Capítulo 7

La granja

Carver vigilaba con atención las pantallas de seguridad. Los dos hombres del mostrador enseñaron su identificación a Geneva. No sabía a qué agencia de la ley pertenecían, porque cuando hizo zoom ya habían guardado las placas.

Observó que Geneva levantaba el teléfono y marcaba tres dígitos. Carver sabía que estaría llamando a la oficina de Mc Ginnis. La chica dijo unas palabras, colgó e hizo una señal a los dos hombres con placa para que esperaran en uno de los sofás.

Carver trató de mantener a raya su ansiedad. El impulso de lucha o huye se disparó en su cerebro al pasar revista a sus movimientos recientes y tratar de ver dónde había cometido un error, si es que lo había cometido. Estaba a salvo. El plan era bueno. Freddy Stone era el único motivo de preocupación -el único aspecto que podría considerarse un eslabón débil- y Carver tendría que tomar medidas para hacer desaparecer ese problema potencial.

En la pantalla observó que Yolanda Chávez, la segunda al mando de Mc Ginnis, entraba en el vestíbulo de recepción y estrechaba la mano a los dos hombres. Ellos volvieron a mostrar rápidamente las placas y acto seguido uno de ellos sacó un documento doblado del bolsillo interior de la chaqueta y se lo entregó a Chávez. Esta lo estudió un momento antes de devolvérselo. Hizo una seña a los dos hombres para que la siguieran y entraron por la puerta que conducía al interior del edificio. Conmutando entre las pantallas de seguridad, Carver pudo seguirlos hasta la zona de administración.

Se levantó y cerró la puerta de su oficina. De regreso en su escritorio, cogió el teléfono y marcó la extensión de recepción.

– Geneva, soy el señor Carver. Estoy viendo las cámaras y tengo curiosidad por estos dos hombres que acaban de entrar. He visto que mostraban placas. ¿Quiénes son?

– Son agentes del FBI.

Las palabras le helaron la sangre, pero mantuvo la serenidad. Al cabo de un momento, Geneva continuó.

– Dijeron que tienen una orden de registro.

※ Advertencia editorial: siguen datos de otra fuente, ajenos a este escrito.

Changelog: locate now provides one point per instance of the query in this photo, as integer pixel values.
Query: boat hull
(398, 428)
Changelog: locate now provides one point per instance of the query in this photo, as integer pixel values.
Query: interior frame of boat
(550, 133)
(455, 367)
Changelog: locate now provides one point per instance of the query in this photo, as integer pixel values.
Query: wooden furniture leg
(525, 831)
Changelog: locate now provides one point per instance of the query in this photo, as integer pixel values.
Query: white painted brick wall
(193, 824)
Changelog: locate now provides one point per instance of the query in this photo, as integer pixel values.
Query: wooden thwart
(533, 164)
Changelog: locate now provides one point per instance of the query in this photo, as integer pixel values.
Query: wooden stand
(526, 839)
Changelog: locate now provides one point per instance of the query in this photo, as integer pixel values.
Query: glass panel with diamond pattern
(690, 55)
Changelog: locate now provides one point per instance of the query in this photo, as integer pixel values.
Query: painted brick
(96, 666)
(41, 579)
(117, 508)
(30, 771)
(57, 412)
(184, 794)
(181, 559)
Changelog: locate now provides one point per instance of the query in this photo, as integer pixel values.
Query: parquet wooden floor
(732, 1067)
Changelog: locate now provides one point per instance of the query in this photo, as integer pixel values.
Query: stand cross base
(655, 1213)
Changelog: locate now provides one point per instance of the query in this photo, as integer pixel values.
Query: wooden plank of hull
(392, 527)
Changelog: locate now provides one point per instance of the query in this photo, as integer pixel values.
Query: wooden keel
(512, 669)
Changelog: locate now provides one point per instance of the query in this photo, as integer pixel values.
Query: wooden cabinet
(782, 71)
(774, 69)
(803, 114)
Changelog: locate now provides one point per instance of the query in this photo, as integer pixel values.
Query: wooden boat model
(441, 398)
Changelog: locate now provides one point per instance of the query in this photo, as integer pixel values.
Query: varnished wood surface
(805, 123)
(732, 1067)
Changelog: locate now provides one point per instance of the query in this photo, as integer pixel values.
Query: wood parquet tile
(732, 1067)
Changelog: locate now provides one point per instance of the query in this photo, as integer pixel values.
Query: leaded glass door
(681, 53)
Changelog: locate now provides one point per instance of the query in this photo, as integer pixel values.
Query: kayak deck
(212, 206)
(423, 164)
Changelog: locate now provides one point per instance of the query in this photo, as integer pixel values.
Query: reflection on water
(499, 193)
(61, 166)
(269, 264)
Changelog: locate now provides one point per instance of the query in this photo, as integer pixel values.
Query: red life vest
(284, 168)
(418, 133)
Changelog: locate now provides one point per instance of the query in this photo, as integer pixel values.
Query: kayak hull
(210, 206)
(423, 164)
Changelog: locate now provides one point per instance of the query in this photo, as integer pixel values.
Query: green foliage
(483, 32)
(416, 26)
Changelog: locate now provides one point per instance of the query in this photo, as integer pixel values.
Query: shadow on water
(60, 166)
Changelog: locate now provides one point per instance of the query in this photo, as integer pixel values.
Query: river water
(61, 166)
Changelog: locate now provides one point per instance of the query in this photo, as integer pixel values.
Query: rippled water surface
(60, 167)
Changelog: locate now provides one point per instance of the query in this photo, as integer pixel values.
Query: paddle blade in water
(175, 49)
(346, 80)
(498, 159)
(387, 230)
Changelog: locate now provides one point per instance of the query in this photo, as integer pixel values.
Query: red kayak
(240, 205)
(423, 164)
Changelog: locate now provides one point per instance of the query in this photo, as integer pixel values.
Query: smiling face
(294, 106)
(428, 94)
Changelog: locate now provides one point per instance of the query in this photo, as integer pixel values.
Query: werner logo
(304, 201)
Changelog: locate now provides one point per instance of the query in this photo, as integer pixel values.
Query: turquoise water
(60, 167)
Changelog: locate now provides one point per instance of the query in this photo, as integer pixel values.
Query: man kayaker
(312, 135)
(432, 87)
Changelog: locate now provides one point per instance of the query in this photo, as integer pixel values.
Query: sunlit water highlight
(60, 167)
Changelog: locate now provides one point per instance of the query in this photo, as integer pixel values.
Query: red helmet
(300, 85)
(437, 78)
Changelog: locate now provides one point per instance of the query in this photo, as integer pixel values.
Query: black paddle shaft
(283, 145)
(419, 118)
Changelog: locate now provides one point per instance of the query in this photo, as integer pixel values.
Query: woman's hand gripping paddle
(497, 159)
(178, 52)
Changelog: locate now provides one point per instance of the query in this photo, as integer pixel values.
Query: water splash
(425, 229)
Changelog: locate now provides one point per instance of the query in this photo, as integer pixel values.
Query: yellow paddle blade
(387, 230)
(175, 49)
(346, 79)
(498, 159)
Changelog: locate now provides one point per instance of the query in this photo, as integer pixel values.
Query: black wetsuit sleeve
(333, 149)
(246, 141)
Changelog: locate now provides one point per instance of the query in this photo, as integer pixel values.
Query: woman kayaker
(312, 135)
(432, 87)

Yo no la he visto, pero se la han mostrado a Yolanda.

– Una orden de registro, ¿para qué?

– No estoy seguro, señor Carver.

– ¿A quién querían ver?

– A nadie en concreto. Solo han pedido ver a alguien al mando. He llamado al señor Mc Ginnis, y Yolanda ha salido a recibirlos.

– Muy bien, gracias, Geneva.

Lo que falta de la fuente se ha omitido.